As phone shipments slow

Update Smartphone operating system company Symbian today opened up its books to offer the world a glimpse of its financial performance during the three months to 30 September, the company's third quarter.

Symbian reported revenues of £9.4 million for the period, down both sequentially and year on year by 21 per cent and six per cent, respectively, from £11.9 million in Q2 2003 and £10 million in Q3 2002.

The sharp sequential decline followed a dip in the company's average royalty per handset from $6.3 per unit to $5.7. Royalty revenues fell between Q2 and Q3 from £5.8 million to £4.4 million. Consultancy revenues fell quarter on quarter from £4.9 million to £4.5 million, and other revenues dropped from £1.2 million to £500,000.

Symbian nets a royalty for its OS and receives a lesser, undisclosed dividend from the UIQ user interface, licensed by a subsidiary company. However, it doesn't receive a cent from use of the Series 60 UI, owned by Nokia. Since Nokia ships the vast majority of the world's Symbian handsets, that's a lot of royalty Symbian is missing out on.

Symbian achieved a small reduction in operating costs between Q2 and Q3, cutting costs from £18 million to £17.4 million. The company exited Q3 with £23.4 million in the bank, down from Q2's £29.7 million, but well up on the year-ago quarter's £15.6 million.

The company's figures are unaudited. As a privately-held company, Symbian doesn't have to make its financial and operational numbers public.

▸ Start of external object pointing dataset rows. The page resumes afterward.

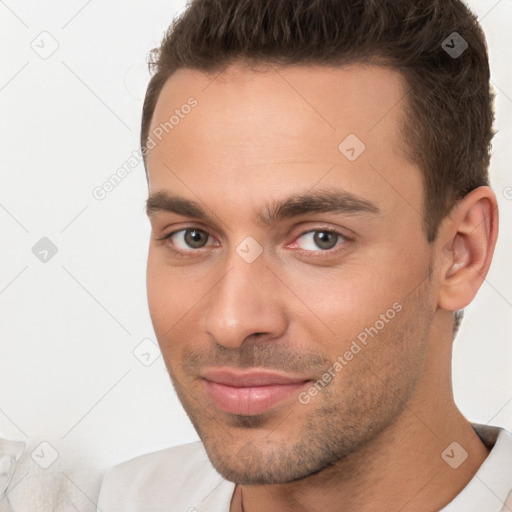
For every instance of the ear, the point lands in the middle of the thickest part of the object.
(466, 241)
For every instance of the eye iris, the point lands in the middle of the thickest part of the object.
(195, 238)
(325, 239)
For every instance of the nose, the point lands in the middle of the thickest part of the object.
(246, 301)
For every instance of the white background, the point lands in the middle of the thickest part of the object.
(68, 374)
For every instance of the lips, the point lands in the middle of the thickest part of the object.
(250, 392)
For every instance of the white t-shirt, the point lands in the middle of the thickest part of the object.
(182, 479)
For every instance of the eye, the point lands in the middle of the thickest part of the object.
(186, 239)
(320, 239)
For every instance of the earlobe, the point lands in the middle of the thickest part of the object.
(468, 237)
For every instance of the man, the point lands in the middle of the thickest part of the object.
(321, 214)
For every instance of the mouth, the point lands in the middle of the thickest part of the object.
(249, 392)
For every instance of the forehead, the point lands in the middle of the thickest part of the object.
(282, 127)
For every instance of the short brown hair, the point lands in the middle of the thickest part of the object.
(449, 105)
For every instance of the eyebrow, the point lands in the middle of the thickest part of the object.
(319, 201)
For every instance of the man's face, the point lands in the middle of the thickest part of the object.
(253, 304)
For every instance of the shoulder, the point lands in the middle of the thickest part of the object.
(165, 480)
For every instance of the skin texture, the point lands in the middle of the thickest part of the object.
(372, 438)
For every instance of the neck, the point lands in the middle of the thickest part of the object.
(400, 469)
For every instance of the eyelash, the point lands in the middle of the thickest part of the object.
(311, 254)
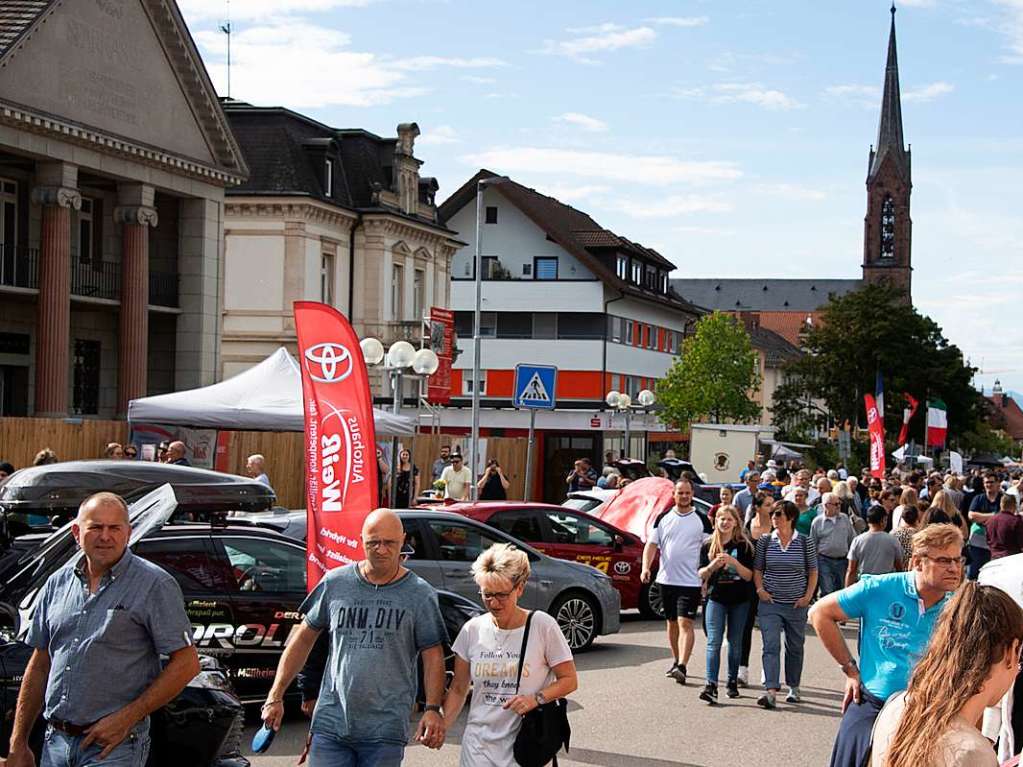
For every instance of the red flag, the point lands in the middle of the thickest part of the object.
(341, 445)
(877, 429)
(907, 414)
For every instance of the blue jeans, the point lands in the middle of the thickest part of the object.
(716, 616)
(61, 750)
(773, 620)
(831, 574)
(329, 752)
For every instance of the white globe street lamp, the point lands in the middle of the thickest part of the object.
(623, 403)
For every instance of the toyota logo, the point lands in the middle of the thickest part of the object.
(328, 363)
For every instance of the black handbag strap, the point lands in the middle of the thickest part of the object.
(522, 651)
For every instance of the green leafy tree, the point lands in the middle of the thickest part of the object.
(713, 376)
(864, 331)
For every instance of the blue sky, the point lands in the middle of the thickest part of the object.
(730, 136)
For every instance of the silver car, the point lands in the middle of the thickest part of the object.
(442, 546)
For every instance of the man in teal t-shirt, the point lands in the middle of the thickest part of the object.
(897, 613)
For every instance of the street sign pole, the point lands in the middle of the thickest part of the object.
(527, 495)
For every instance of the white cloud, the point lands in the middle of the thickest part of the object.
(752, 93)
(573, 193)
(792, 191)
(585, 122)
(928, 92)
(442, 134)
(199, 10)
(634, 169)
(605, 38)
(301, 64)
(674, 205)
(684, 21)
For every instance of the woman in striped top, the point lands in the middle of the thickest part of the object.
(786, 575)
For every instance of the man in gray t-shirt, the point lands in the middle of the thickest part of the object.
(380, 617)
(874, 552)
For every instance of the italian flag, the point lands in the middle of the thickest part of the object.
(937, 423)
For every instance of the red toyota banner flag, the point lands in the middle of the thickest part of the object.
(877, 429)
(907, 414)
(341, 457)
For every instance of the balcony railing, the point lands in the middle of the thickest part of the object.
(99, 279)
(164, 288)
(18, 266)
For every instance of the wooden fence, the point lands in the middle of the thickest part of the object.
(20, 439)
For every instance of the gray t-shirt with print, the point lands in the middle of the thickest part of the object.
(375, 635)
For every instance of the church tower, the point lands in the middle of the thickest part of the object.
(887, 227)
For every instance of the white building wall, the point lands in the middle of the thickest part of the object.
(515, 239)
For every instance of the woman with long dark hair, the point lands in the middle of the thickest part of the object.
(971, 662)
(759, 525)
(786, 574)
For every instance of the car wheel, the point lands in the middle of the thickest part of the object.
(652, 602)
(577, 617)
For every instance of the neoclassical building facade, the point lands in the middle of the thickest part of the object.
(338, 216)
(115, 153)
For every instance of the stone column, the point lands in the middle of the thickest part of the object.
(58, 195)
(136, 215)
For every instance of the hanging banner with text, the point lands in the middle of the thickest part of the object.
(877, 430)
(341, 462)
(442, 342)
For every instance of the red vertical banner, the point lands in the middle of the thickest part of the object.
(341, 444)
(442, 342)
(877, 430)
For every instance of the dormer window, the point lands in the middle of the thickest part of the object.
(622, 267)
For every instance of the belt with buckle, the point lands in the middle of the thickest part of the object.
(75, 730)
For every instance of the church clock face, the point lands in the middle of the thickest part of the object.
(888, 228)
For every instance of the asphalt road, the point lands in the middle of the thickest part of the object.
(627, 714)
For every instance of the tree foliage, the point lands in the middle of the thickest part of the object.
(713, 377)
(869, 330)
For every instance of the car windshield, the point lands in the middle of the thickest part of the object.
(582, 504)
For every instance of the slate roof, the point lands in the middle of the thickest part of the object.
(284, 152)
(775, 348)
(575, 231)
(16, 16)
(753, 295)
(890, 138)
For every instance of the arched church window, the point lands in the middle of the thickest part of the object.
(888, 228)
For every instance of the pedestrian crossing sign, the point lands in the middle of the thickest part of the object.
(534, 387)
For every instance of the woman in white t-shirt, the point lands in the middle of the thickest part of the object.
(971, 662)
(487, 652)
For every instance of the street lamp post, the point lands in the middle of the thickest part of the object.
(400, 357)
(623, 403)
(481, 185)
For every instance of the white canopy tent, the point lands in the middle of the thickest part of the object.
(264, 398)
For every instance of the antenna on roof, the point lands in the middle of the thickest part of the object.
(226, 29)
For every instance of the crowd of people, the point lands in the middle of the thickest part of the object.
(900, 555)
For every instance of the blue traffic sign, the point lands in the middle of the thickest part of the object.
(534, 387)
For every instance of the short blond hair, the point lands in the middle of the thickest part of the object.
(503, 560)
(936, 536)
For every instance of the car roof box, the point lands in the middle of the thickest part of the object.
(60, 488)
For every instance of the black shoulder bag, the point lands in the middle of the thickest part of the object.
(545, 728)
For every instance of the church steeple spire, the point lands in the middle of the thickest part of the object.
(890, 140)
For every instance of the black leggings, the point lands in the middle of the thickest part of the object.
(751, 618)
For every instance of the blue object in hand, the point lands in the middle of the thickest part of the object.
(263, 738)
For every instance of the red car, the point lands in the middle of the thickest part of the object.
(567, 534)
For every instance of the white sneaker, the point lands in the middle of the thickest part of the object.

Despite Symbian's weaker financial performance during Q3, its licensees are working on 31 devices, up from 26 during the previous quarter, it said. The more handsets those licensees subsequently ship, the higher the OS company's royalty revenues will be in future quarters. Q3 missed key handset launches such as Nokia's N-Gage and 6600, Sendo's X, and Sony Ericsson's P900 and sales of these should start flowing through in Q4.

Some 1.23 million Symbian-based phones shipped during Q3, up from 790,000 in the year-ago quarter but down from Q2's record-breaking 1.49 million units. During the first nine months of 2003, licensees shipped 3.91 million Symbian-based handsets.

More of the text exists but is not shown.